Hardware-Aware Data and Instruction Mapping for AI Tasks: Balancing Parallelism, I/O and Memory Tradeoffs
By: Md Rownak Hossain Chowdhury, Mostafizur Rahman
Potential Business Impact:
Makes AI run faster using less power.
We introduce a mapping framework for deep learning inference that takes advantage of predictable neural network behavior to plan both computation and communication ahead of time. The framework generates a unified stream of instructions and data, enabling the hardware to execute operations and route information on its own, without frequent involvement from the host and with minimal off-chip memory use. This naturally reduces reliance on I/O, off-chip memory, and host control. By leveraging fine-grained message passing on a programmable, message-based compute architecture, the framework keeps data movement local and coordinates computation across the array using techniques such as stationary-weight reuse, in-array multicasting, and staged reductions.
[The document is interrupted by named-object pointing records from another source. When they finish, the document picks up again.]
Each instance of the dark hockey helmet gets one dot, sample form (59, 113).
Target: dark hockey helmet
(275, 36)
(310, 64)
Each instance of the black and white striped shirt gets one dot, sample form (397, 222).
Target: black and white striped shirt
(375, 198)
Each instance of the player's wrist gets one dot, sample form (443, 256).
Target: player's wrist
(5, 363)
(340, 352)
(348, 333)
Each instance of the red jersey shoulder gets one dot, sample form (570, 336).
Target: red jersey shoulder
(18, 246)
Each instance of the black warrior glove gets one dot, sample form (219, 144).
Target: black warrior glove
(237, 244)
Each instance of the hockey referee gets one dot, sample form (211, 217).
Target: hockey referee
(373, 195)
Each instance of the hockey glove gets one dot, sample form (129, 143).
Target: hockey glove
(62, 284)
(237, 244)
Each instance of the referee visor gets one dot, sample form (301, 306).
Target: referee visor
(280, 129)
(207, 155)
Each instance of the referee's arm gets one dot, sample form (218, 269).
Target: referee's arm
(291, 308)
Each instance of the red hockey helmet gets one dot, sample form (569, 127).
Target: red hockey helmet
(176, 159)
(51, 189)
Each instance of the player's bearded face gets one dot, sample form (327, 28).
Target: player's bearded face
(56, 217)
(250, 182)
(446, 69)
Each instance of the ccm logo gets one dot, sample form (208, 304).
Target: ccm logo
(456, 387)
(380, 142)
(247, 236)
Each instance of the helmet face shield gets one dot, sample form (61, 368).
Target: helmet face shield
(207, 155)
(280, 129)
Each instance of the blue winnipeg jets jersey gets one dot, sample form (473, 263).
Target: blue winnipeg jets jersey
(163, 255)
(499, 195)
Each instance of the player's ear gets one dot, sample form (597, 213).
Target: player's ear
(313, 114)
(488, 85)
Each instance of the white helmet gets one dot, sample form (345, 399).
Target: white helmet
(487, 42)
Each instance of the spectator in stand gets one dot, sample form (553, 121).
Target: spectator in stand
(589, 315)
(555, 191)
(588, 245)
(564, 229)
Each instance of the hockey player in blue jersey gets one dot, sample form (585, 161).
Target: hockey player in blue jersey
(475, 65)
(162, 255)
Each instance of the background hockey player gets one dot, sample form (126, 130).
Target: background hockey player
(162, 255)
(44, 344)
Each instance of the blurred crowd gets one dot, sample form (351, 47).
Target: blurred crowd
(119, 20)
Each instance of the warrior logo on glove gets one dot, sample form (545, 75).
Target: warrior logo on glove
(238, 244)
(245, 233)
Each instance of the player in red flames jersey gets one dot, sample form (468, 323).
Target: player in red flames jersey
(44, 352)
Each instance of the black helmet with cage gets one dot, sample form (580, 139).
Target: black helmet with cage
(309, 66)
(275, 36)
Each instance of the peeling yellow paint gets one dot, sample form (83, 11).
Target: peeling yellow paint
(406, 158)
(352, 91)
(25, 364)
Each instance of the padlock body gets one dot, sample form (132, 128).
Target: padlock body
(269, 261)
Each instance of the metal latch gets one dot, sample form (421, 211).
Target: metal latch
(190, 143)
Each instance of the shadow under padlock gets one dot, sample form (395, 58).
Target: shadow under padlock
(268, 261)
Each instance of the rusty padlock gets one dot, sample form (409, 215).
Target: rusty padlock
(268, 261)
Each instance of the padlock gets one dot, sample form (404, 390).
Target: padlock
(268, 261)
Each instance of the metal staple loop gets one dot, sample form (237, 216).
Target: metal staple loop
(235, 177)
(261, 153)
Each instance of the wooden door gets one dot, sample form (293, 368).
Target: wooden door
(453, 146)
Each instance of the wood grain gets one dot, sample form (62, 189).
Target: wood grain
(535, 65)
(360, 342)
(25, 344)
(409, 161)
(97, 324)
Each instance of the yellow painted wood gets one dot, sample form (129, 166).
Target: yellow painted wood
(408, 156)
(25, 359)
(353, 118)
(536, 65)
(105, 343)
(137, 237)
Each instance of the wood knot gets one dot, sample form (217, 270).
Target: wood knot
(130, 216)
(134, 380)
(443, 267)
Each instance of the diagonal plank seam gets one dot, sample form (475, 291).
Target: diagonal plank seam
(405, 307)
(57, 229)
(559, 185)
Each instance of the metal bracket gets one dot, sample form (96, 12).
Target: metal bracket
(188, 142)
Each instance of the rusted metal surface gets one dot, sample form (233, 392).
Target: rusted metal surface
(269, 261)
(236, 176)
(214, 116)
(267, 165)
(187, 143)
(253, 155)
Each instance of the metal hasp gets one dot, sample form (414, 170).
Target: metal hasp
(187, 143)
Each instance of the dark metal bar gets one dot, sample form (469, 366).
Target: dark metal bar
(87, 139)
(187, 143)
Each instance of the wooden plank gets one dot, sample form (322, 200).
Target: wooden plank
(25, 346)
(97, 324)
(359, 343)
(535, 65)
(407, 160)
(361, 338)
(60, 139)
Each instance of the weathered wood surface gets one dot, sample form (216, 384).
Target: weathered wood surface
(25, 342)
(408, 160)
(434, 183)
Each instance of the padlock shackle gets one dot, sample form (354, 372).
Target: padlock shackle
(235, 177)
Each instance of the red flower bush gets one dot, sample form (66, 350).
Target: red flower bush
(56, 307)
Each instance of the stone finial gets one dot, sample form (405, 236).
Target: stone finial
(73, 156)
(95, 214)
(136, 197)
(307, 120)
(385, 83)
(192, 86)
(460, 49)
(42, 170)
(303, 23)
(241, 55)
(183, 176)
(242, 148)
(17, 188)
Applied to VGG-19, the framework sustains high utilization (88 to 92 percent), with over 97 percent of messages generated internally and nearly 89 percent of time consumed on-chip transfers. Computation throughput scales beyond 1 TFLOP/s on larger arrays, while traffic reductions from reuse and local aggregation reach up to 100 MB per layer. Overall, the results highlight the effectiveness of streaming-based computation and show how our mapper enables this execution style by tightly coordinating data and instruction flow across the hardware.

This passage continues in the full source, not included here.